Prayas Nepal
- Founded: 2003, Nepal
- Focus: Child rights protection, education and health care for the underprivileged
- Location: Lamtangin Marg, Baluwatar-4, Kathmandu, Nepal;
- Region served: Nepal
- Website: https://prayasnepal.org

= Prayas Nepal =

Prayas Nepal is a non-profit, non-governmental organization in Nepal. It is registered with the District Administrative Office of Kathmandu. Prayas Nepal aims to protect the rights of children and the underprivileged including orphans, women and elderly in Nepal by helping them to access essential services such as education and health care.

== History and development ==

June 2003: Prayas Nepal established the children's home in a rented house with the capacity to accommodate 10 orphans and underprivileged children of Nepal.

2005: In response to the needs and problems of street children in Kathmandu, Prayas Nepal launched a new programme named Children for Children.

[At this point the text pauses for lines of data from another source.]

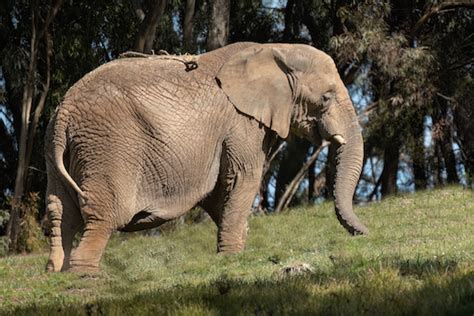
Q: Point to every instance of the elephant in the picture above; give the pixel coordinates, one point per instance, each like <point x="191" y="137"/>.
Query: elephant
<point x="140" y="141"/>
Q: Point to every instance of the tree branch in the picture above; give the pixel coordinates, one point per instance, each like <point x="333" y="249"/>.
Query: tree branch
<point x="442" y="7"/>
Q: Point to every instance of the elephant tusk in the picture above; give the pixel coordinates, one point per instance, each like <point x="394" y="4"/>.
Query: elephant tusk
<point x="339" y="139"/>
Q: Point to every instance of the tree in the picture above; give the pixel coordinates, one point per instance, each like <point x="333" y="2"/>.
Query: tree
<point x="219" y="25"/>
<point x="32" y="107"/>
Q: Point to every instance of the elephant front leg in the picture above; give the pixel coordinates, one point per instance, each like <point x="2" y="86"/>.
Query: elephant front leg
<point x="232" y="226"/>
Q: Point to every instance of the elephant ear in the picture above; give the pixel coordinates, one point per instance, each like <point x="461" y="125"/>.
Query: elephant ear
<point x="255" y="81"/>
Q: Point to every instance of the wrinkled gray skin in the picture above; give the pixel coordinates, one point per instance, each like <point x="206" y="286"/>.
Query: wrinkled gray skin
<point x="140" y="141"/>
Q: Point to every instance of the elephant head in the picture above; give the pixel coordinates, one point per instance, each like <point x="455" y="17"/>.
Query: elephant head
<point x="297" y="87"/>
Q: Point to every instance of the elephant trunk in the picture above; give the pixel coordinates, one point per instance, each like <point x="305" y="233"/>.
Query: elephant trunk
<point x="349" y="158"/>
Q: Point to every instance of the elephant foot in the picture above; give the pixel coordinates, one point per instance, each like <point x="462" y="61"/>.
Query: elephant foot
<point x="55" y="263"/>
<point x="229" y="249"/>
<point x="85" y="270"/>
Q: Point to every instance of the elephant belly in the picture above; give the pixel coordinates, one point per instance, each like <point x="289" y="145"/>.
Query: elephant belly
<point x="174" y="191"/>
<point x="143" y="220"/>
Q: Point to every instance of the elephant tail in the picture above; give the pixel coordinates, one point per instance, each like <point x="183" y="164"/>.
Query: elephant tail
<point x="58" y="146"/>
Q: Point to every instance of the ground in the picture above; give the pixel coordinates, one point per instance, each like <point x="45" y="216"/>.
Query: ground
<point x="418" y="259"/>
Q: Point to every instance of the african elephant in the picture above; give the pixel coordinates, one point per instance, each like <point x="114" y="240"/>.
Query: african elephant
<point x="140" y="141"/>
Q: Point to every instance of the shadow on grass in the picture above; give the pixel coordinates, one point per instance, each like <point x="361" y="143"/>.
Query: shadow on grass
<point x="384" y="287"/>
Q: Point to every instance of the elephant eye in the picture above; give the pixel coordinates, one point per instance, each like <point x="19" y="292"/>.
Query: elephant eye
<point x="326" y="99"/>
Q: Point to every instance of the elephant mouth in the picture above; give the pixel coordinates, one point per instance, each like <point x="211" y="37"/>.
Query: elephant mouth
<point x="337" y="139"/>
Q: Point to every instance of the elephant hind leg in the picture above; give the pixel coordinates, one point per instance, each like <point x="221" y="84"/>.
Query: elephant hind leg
<point x="65" y="220"/>
<point x="99" y="225"/>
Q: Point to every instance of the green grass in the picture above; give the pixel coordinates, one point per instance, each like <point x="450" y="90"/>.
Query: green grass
<point x="418" y="259"/>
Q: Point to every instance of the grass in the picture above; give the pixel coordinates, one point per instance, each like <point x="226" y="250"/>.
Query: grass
<point x="418" y="259"/>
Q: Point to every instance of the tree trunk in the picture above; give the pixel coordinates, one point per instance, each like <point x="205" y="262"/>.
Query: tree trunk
<point x="390" y="168"/>
<point x="294" y="157"/>
<point x="464" y="120"/>
<point x="188" y="25"/>
<point x="418" y="156"/>
<point x="28" y="130"/>
<point x="219" y="25"/>
<point x="292" y="187"/>
<point x="147" y="31"/>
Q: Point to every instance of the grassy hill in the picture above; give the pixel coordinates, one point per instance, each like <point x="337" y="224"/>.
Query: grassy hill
<point x="418" y="259"/>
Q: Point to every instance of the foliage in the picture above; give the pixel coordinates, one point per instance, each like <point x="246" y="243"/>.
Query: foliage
<point x="411" y="263"/>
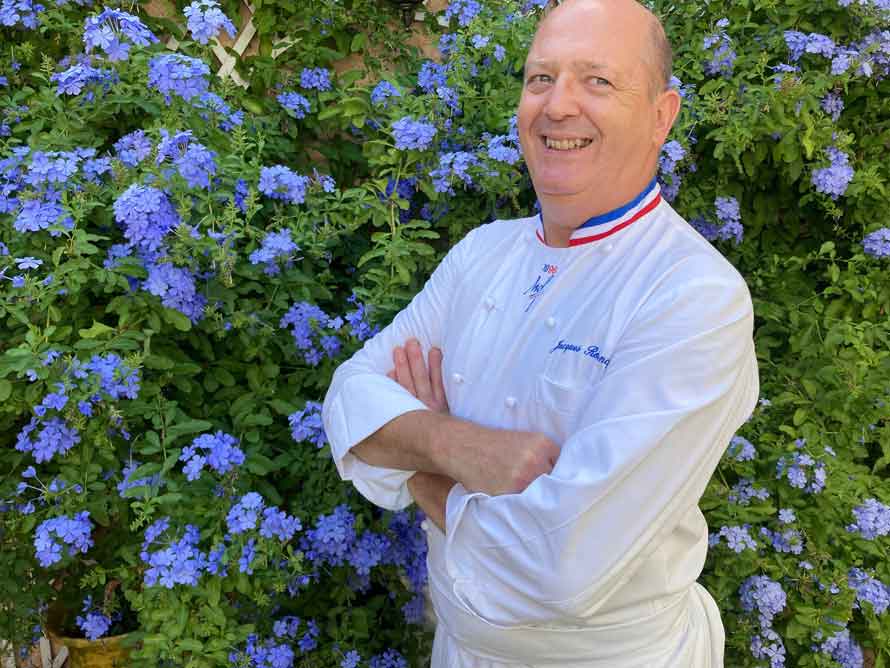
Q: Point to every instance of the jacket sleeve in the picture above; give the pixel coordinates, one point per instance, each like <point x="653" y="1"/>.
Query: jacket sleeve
<point x="361" y="399"/>
<point x="682" y="380"/>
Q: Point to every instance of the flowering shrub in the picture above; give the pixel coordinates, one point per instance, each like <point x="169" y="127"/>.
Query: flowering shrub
<point x="183" y="264"/>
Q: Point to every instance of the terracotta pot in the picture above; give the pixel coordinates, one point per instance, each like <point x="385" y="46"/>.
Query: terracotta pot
<point x="82" y="653"/>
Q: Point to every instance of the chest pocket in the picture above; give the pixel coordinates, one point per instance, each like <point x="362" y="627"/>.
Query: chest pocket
<point x="563" y="390"/>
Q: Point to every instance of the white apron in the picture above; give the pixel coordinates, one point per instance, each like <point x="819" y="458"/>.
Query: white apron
<point x="632" y="350"/>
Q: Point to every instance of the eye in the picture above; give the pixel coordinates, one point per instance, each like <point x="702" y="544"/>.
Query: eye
<point x="539" y="79"/>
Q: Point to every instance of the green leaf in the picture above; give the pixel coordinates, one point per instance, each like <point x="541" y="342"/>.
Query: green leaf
<point x="96" y="331"/>
<point x="187" y="427"/>
<point x="177" y="319"/>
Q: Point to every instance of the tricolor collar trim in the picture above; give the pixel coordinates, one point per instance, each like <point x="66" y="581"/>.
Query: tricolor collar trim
<point x="607" y="224"/>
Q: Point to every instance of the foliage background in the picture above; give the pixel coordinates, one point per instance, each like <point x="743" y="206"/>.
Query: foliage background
<point x="753" y="128"/>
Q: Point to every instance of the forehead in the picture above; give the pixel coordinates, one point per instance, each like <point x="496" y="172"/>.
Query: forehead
<point x="592" y="36"/>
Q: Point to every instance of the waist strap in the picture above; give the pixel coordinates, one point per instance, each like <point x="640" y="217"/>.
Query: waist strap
<point x="643" y="637"/>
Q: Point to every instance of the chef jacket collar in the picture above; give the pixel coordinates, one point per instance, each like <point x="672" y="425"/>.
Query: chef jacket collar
<point x="607" y="224"/>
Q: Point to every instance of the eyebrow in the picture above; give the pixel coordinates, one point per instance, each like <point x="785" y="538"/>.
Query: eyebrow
<point x="577" y="64"/>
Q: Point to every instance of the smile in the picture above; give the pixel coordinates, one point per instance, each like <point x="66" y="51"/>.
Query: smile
<point x="566" y="144"/>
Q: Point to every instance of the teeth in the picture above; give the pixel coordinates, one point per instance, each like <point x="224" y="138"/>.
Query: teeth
<point x="566" y="144"/>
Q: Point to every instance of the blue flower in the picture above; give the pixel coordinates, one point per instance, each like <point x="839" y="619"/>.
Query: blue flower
<point x="146" y="215"/>
<point x="180" y="562"/>
<point x="382" y="92"/>
<point x="52" y="534"/>
<point x="351" y="659"/>
<point x="737" y="538"/>
<point x="306" y="425"/>
<point x="244" y="514"/>
<point x="278" y="524"/>
<point x="108" y="30"/>
<point x="463" y="10"/>
<point x="133" y="148"/>
<point x="760" y="593"/>
<point x="844" y="649"/>
<point x="315" y="78"/>
<point x="176" y="74"/>
<point x="248" y="553"/>
<point x="409" y="133"/>
<point x="76" y="78"/>
<point x="872" y="519"/>
<point x="206" y="19"/>
<point x="279" y="182"/>
<point x="389" y="659"/>
<point x="295" y="103"/>
<point x="877" y="243"/>
<point x="176" y="288"/>
<point x="276" y="248"/>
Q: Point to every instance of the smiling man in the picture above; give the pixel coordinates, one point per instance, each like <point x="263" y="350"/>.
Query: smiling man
<point x="586" y="369"/>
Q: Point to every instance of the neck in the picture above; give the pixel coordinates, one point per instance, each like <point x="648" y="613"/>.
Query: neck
<point x="563" y="215"/>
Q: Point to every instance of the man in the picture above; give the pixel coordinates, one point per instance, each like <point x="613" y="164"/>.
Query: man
<point x="596" y="361"/>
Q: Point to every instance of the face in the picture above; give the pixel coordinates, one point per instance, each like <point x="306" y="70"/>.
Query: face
<point x="589" y="125"/>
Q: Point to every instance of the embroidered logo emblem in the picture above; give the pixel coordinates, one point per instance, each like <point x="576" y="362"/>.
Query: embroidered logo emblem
<point x="590" y="351"/>
<point x="548" y="273"/>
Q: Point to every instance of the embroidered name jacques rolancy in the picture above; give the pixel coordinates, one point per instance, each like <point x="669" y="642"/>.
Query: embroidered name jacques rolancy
<point x="545" y="278"/>
<point x="590" y="351"/>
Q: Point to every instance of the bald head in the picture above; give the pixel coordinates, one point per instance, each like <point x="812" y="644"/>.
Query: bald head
<point x="657" y="54"/>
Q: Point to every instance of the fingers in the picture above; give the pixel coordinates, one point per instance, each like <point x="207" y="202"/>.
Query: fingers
<point x="436" y="382"/>
<point x="419" y="373"/>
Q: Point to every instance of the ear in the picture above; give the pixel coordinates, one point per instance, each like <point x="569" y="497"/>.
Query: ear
<point x="667" y="106"/>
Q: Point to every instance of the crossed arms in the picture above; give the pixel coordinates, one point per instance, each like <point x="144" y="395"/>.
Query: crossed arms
<point x="443" y="449"/>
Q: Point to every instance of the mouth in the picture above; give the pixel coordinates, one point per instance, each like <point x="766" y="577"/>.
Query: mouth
<point x="574" y="144"/>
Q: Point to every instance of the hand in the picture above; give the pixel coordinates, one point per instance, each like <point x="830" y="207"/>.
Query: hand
<point x="411" y="372"/>
<point x="499" y="461"/>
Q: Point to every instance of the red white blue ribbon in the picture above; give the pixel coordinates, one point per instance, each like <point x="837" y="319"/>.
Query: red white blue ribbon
<point x="607" y="224"/>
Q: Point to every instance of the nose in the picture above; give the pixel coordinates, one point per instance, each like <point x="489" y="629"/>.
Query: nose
<point x="562" y="102"/>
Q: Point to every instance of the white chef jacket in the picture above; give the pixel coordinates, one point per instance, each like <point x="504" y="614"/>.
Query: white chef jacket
<point x="632" y="349"/>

March 2005: Due to the increasing number of orphan and abandoned children being accepted, Prayas Nepal acquired its own premises in Baluwatar, Kathmandu, which can accommodate 45 children, with the help of donors.

2006: Prayas Nepal launched its first programme targeting women through supporting female employment – Women Empowerment Program.

July 2007: Responding to the serious floods in some areas of Nepal, Prayas Nepal assisted in the reconstruction of 42 damaged houses in Dhanusa District by providing building materials.

2010: Prayas Nepal started to partner with schools to support their construction and renovation of educational facilities.

== Programmes ==

Children’s Home - Prayas Nepal currently provides basic nutritional and medical support, formal education support, learning excursions and playtime for 38 children at the children’s home.

Sponsorship Programmes - Prayas Nepal offers two types of sponsorship programmes for underprivileged children who live with their own family, namely the full and partial sponsorship programmes. Under the Purna Chhatrabritti (A Full Sponsorship Programme), children can receive overall financial support to complete their one year of schooling. Students granted the Share & Care Sponsorship can obtain partial monetary support from Prayas Nepal according to their need. This sponsorship mainly covers the tuition fee, uniform or school materials of the sponsored child.

Free Community Health Camp Programme - Prayas Nepal has established free medical camps in various rural areas in Nepal where there is no easy access to medical care for the underprivileged including children, women and elderly.

Micro Support (Small Aid) Programme - Prayas Nepal supports local schools’ purchase of learning materials and local small-scale school infrastructure projects, including water tank construction, science lab and library set-up.

Elder Education Programme - Prayas Nepal has organized several literacy classes for the elderly in two districts in Nepal – Dhanusa and Rukum.

Women Empowerment Programme - Prayas Nepal equips female victims of conflict and underprivileged women with literacy classes, counseling sessions and tailoring, knitting, weaving, candle-making, incense-making, pickle-making skills and provides them with necessities including shelter and food.

“Children for Children” - Prayas Nepal has offered counseling services to child street hawkers including drop-outs and drug users to encourage their re-entry to school.

School Construction and Renovation Project - Prayas Nepal assists schools which have inadequate and damaged classrooms and poor facilities with construction and renovation projects by providing technical and financial support including provisions of construction materials. By mid-2014, three projects have been accomplished in three different schools – Shree Nimna Lower Secondary School (Rukum District), Shree Bhumeswori Secondary School (Ramechhap District), and Shree Sunakhani Secondary School (Dhading District).